Her sene olduğu gibi oyunların en yoğun ve en çok beklenen dönemine girdik ve bu hafta raflarda yerini alan oyunlardan biri de Far Cry 4 oldu. 2012 yılında seride yarattığı değişim ile FPS türünün adeta GTA’sı olmayı başaran oyun, (ki ben bu satırları yazarken GTA da FPS türüne geçmiş olacak) bu sefer bizi Himalayalar’ın eteklerinde karşılıyor. Ancak oyun tanıtılmaya başladığından beri mirasçısı Far Cry 3 ile fazla benzerliği ve kendini tekrar edişi ile dillere düşmüş durumda. Peki 2004 yılında bize Crytek tarafından tanıtılan seri neydi, ne oldu? Ve de serinin geleceği ne durumda? Bu hafta çıkış özel yazısı sizlerle…
Şu Çılgın Türkler
1999 yılında Avni, Cevat, Faruk Yerli kardeşlerin tarafından Coburg’da kurulan Crytek şirketi ilk ilgiyi 2000 yılında ECTS fuarında çekmeyi başarır. NVDIA ile teknik demolar sergileyen kardeşler, daha sonraki yıllarda X-Isle adlı Jurassic Park temalı oyunlarının demoları ile dikkatleri üzerlerine toplar.

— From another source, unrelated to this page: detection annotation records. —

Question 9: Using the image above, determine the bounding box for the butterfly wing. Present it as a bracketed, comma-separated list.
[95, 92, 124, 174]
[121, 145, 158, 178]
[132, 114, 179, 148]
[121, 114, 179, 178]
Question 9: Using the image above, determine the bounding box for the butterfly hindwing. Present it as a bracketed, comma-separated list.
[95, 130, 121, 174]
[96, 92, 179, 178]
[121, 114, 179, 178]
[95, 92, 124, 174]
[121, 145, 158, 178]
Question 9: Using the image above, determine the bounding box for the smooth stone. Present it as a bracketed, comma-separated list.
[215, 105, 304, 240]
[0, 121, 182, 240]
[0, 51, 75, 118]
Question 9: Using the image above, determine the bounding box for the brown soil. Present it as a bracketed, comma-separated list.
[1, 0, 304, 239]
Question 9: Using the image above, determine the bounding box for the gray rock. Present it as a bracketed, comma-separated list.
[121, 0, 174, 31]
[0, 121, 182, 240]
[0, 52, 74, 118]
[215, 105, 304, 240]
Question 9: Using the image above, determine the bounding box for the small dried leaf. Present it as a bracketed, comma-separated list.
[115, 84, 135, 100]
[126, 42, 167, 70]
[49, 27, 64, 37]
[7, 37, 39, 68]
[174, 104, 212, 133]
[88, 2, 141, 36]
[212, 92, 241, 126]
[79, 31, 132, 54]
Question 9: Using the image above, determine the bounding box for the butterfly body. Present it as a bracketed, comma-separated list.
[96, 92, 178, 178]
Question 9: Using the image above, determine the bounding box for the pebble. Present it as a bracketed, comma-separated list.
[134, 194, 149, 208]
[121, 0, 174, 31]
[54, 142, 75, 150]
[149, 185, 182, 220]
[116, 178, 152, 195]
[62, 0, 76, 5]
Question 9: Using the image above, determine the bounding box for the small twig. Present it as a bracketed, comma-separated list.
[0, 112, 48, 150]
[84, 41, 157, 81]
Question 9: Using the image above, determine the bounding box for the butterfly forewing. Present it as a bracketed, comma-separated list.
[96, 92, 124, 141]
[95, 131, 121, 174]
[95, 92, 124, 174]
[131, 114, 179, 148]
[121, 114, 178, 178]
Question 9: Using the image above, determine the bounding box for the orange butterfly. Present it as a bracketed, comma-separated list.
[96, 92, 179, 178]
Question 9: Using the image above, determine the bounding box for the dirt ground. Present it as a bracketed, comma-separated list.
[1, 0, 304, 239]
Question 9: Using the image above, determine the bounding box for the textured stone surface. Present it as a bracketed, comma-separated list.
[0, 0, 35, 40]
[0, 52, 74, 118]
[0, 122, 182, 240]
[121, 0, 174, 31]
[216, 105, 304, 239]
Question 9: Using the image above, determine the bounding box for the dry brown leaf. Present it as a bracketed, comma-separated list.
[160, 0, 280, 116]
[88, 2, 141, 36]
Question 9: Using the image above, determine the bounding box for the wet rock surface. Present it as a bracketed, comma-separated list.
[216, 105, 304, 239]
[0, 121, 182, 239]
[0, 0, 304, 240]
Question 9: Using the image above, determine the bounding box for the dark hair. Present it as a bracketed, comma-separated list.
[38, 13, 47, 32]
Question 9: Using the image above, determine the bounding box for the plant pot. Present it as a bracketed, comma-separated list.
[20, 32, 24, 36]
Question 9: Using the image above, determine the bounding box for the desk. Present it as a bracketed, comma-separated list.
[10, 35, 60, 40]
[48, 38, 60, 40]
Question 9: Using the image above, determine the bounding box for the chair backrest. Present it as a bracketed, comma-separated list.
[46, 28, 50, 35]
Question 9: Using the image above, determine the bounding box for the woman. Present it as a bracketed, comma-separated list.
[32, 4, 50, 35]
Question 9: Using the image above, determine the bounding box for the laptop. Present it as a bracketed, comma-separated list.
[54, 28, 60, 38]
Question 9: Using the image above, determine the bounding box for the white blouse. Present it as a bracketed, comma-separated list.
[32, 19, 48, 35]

O sıralar Avrupa’da oldukça ilgi gören oyunlarının adını sonradan Far Cry olarak adlandırırlar ve oyunla beraber geliştirdikleri oyun motorları, Cry Engine’i de 2 sene sonra görücüye çıkarırlar. Özellikle vejetasyon modellerinde ve sandbox tipi haritalarda uzun ve kapsamlı görüş alanlarını “render” etme özellikleriyle ön plana çıkan bu yeni oyun motoru ses ve fizik motoruyla da öne çıkıyordu.
2004 Yılında Far Cry adını verdikleri oyunu Ubisoft’un yayımcılığıyla oyuncuların beğenine sunarlar. Oyunda, Jack Carver adlı eski Amerikan Özel Birlik komandosunun geçmişinden inzivaya çekilip turistlere Güney Pasifik’te bot gezileri yaptırdığı sırada bir gazetecinin kendisini gizemli bir adaya götürme isteğini geri çevirmeyerek kendisini Dr. Krieger’in genetik deneyleri ve özel ordusuyla baş başa bulur. Bir adada izole olmanın hissiyatını ve açık dünya oynanışını FPS severlerle buluşturan bu yapım özellikle grafikleri, yapay zekâsı ve türe getirdiği “güneşli kumsallarla” oldukça ilgi görmüştü. 2006 yılında markanın tüm haklarını Ubisoft’a devrederek EA ile yayıncılık anlaşması kurduğunu belirten Crytek, yeni oyunları Crysis’i tanıtarak markayı terk etmiş oldu.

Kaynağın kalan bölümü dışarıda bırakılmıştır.